今、AmazonでDVDをカートに入れてしまいました。3,900円。。「購入する」ボタンを押すかどうか激しく迷っているところです。 ほんとに買うかどうか、もうちょっと悩もうと思っているのですが、「いいな〜」と思った映画でもDVDを買おうと思う映画はそれほど多くないので、やっぱり自分には、とてもはまった映画だったということなんだと思います。







邦題は「恋に落ちる確率」ですが、原題の「Reconstruction」の方がしっくり来るのではないでしょうか。



コラージュのような作りになっていて、シーンとシーンは時系列に繋がっているようで繋がっていません。 その断片の繋ぎ合わせ方によって、複数通りの解釈が成立する、まさにReconstruction(再構築)を要求される映画です。



シーンを構成するセリフにも小物には、明確な役割が与えられて居ないにも関わらず、纏めて見ると、「運命的な愛に出会ってしまった心情」が美しく表現されています。逆に言うと、1つ1つのセリフは難解で理解に苦しみます。いずれにしても、スクリーンに頭がのめり込みそうになるくらい集中して観てしまいました。





なんていうんだろ、上手く表現できないんですけど。





かといって、観ている間、完全に内省的な思考活動を要求されるのかと言われると、そういうわけでもなくて、例えばアレックスの恋人シモーネと、アレックスが惹かれてしまう人妻のアイメの二役を演じたマリア・ボネヴィーは本当に素晴らしい。
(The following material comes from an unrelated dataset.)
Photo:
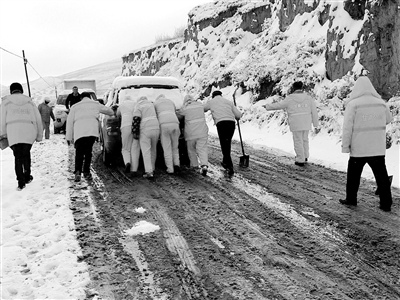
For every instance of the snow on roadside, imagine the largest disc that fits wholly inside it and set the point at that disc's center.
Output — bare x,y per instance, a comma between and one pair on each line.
39,248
二役を演じていると最後まで気づかなかったほどの、印象的で対照的な2人の女性を演じています。



特に、アイメは、「運命の人」を印象付けるのに充分な外見で、ものすごい美人として魅了されます。



それから、フィルムがまた「その人」に出会った緊張感と心境を伝えることに貢献しています。KodakとFujiの名前がエンドロールで出ていましたが、個人的な印象としては、Agfa Ultra 100でポートレートを撮った時の色の感覚に近いです。 やわらかい日差しのところだと、このフィルムはやや飽和したような、濃いんだけど淡い微妙な色彩を出すのですが、その感覚です。







こんな映画観たこと無いです。いや、悔しいけどこれはDVD買うな、やっぱり。